WikiLeaks founder Julian Assange claims he had to sell a memoir to raise funds to defend himself, telling the Times of London, “I don’t want to write this book, but I have to. I have already spent [more than $300,000] for legal costs, and I need to defend myself and keep WikiLeaks afloat.” Did anyone tell him how long it was going to take collect his advance?
Assange says Knopf is paying about $800,000 and Canongate is paying him approximately $500,000. He estimates that money from serialization and other territories will add another few hundred thousand dollars, though again its not clear if agent Caroline Michel at PFD negotiated flow-through on those funds or explained when they might arrive.
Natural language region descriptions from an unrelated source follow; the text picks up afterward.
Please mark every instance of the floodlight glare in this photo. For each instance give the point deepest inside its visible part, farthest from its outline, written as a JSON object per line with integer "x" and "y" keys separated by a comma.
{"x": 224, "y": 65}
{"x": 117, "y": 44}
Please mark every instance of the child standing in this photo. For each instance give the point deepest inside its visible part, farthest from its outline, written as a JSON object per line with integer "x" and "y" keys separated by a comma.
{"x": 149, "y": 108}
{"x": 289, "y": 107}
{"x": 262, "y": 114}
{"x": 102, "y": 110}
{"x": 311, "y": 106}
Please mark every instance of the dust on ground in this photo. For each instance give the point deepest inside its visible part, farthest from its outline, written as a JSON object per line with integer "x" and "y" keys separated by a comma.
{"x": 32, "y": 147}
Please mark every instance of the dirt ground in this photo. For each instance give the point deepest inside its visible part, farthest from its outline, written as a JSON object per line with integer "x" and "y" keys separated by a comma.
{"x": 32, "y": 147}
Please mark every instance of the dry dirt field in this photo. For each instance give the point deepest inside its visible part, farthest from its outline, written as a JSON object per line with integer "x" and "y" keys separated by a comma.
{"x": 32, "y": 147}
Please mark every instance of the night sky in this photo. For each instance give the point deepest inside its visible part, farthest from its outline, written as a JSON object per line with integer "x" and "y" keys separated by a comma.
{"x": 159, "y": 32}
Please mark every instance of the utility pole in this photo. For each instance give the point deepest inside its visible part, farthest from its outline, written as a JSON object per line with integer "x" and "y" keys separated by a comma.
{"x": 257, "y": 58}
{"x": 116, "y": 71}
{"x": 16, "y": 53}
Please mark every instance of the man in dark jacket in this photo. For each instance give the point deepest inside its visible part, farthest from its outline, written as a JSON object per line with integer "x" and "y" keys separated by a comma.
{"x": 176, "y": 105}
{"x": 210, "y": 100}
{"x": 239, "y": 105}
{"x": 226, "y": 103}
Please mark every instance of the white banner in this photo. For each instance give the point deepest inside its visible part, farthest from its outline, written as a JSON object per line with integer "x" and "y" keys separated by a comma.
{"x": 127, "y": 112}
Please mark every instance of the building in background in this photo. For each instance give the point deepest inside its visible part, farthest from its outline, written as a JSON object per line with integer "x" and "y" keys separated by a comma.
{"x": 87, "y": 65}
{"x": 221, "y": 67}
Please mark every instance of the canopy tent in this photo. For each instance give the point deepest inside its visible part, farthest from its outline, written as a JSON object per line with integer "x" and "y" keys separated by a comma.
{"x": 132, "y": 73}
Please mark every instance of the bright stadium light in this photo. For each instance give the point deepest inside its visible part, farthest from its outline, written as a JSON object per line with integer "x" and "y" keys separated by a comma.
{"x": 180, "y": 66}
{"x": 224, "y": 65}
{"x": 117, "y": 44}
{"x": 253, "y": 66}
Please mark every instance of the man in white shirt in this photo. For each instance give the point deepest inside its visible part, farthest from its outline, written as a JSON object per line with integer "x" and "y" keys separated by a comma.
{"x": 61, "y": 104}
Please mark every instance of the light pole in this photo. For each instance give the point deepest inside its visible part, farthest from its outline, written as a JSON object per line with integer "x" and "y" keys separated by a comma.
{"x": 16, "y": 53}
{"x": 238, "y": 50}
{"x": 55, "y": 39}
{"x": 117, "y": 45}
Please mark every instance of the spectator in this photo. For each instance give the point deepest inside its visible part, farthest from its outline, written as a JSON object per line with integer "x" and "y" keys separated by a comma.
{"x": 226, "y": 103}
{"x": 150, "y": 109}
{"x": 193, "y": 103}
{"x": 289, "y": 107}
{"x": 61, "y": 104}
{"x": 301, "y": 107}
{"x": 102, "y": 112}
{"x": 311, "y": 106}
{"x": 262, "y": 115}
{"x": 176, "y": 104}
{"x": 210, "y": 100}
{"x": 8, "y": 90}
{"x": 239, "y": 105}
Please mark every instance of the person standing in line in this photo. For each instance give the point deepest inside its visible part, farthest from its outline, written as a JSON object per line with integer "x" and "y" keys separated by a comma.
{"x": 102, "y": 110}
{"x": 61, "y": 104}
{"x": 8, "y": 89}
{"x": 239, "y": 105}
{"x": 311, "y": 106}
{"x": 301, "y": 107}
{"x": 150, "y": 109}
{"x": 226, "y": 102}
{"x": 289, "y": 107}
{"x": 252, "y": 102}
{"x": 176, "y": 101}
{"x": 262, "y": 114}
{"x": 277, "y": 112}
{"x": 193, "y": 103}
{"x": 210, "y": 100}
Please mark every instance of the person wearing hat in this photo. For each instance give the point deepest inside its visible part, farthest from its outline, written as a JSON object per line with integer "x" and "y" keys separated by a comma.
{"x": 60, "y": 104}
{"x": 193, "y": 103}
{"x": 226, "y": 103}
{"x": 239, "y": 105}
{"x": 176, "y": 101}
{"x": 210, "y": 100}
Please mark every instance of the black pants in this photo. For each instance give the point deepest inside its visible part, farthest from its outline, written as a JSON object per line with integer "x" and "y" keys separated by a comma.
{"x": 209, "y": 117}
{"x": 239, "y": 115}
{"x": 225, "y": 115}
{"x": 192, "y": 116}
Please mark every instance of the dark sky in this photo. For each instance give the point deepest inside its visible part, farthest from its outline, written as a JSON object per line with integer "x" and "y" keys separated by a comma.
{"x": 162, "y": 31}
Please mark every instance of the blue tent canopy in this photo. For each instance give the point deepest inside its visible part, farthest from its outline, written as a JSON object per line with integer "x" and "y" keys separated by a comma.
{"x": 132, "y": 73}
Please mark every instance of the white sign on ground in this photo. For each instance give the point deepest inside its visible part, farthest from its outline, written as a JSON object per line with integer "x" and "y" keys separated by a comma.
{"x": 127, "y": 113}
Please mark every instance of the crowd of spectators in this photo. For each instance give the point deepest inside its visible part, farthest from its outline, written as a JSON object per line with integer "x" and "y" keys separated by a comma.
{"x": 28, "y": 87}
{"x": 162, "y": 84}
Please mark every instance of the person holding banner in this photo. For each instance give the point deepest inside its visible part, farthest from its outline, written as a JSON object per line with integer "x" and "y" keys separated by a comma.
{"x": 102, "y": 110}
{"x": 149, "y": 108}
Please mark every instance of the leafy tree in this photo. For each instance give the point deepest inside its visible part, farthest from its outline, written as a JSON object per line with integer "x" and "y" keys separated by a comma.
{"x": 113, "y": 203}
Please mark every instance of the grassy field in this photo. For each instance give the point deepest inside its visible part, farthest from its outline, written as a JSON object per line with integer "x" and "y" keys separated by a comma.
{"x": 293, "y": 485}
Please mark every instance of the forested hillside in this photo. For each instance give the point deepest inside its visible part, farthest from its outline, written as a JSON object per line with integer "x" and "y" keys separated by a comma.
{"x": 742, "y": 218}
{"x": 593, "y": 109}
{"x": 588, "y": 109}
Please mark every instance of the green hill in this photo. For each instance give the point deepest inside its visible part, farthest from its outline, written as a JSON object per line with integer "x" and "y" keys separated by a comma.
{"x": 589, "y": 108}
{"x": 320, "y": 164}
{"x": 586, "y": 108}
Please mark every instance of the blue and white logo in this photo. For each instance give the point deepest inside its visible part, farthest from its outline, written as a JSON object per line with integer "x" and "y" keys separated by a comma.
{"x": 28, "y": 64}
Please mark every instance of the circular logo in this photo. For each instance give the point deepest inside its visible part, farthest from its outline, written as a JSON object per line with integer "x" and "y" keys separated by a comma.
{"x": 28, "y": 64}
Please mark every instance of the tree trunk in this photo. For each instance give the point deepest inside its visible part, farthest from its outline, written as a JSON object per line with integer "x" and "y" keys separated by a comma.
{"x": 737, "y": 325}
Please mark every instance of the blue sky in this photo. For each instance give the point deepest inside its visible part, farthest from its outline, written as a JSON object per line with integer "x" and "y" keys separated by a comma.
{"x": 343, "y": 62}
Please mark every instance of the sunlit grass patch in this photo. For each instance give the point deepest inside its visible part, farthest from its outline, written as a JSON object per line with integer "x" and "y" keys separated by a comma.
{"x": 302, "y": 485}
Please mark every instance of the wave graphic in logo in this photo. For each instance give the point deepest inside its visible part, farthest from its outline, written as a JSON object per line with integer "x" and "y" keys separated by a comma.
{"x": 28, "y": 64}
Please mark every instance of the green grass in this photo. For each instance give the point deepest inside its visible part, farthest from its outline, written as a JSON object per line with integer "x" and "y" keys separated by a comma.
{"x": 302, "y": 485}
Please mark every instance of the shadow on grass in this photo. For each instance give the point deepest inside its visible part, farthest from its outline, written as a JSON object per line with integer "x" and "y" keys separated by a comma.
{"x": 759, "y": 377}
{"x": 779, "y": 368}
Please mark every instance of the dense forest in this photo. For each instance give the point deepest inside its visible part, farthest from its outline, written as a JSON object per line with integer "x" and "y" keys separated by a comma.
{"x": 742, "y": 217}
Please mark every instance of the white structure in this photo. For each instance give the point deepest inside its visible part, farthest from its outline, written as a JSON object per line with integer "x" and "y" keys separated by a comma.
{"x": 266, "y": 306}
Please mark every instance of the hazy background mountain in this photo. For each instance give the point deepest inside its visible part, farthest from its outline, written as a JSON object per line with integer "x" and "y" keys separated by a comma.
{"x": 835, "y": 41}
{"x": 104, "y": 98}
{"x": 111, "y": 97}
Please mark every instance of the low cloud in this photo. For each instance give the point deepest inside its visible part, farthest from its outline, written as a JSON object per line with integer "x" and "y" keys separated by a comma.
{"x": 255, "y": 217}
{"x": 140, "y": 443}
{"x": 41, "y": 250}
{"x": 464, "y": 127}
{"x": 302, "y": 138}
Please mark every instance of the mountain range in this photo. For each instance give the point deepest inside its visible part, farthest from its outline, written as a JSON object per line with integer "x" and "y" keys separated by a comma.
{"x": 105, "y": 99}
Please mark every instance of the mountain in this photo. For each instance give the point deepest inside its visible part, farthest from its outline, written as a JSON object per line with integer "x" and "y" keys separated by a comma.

Knopf’s Paul Bogaards tells the WSJ, “We are very excited to be publishing this book. The work that Assange has been doing at WikiLeaks has tremendous importance around the world.” He “expects the manuscript to be delivered at some point in 2011 but doesn’t yet have a timetable for publication.” We should note the irony that one Random House division is proudly publishing Assange, while another of the company’s groups, Crown, is issuing the book from former WikiLeaks executive Daniel Domscheit-Berg on his “disenchantment with the organization’s lack of transparency as well as the concentration of power by Assange.” They are “excited to publish his gripping and eye-opening account.”